神奈川派閥の名は地に落ち、それと反比例するように、黒ジャケットの名と株は全国に広まった。
ある者は黒ジャケットにさらなる情景が芽生え。
ある者は黒ジャケットにとにかく夢中になり。
ある者は黒ジャケットの正体を考え、心の曇がより濃くなり。
そして、ある者は……
「皆さん。今回はお集まりいただき、誠にありがとうございます」
東京派閥本部。その会議室にて、異能大臣を含めた計6人でテーブルを囲み、会議を行っていた。
会議室で会議を行うと言うのは、当然っちゃ当然のことだが、今回はそのメンツが当然ではなかった。
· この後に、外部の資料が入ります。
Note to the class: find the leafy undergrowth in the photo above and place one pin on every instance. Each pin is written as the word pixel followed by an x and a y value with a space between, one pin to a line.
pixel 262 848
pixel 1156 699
「本来なら、進行役は首相様のお役目なのですが……首相様は今、精神を病んでおられて――――」
「あーそう言うのはよいよい」
首相がいないことに関して、理由を述べようとしていた異能大臣に対して、5人の内の1人が声をかけた。
「しかし……」
「良いから良いから。早くしてくれんか。もうすぐ日課の爪切りの時間なんじゃから」
そう話すのは、鼻の下の髭だけを腰に届く長さほどに蓄えた老人。不機嫌そうな表情を見るに、この会議の時間がよっぽど嫌らしい。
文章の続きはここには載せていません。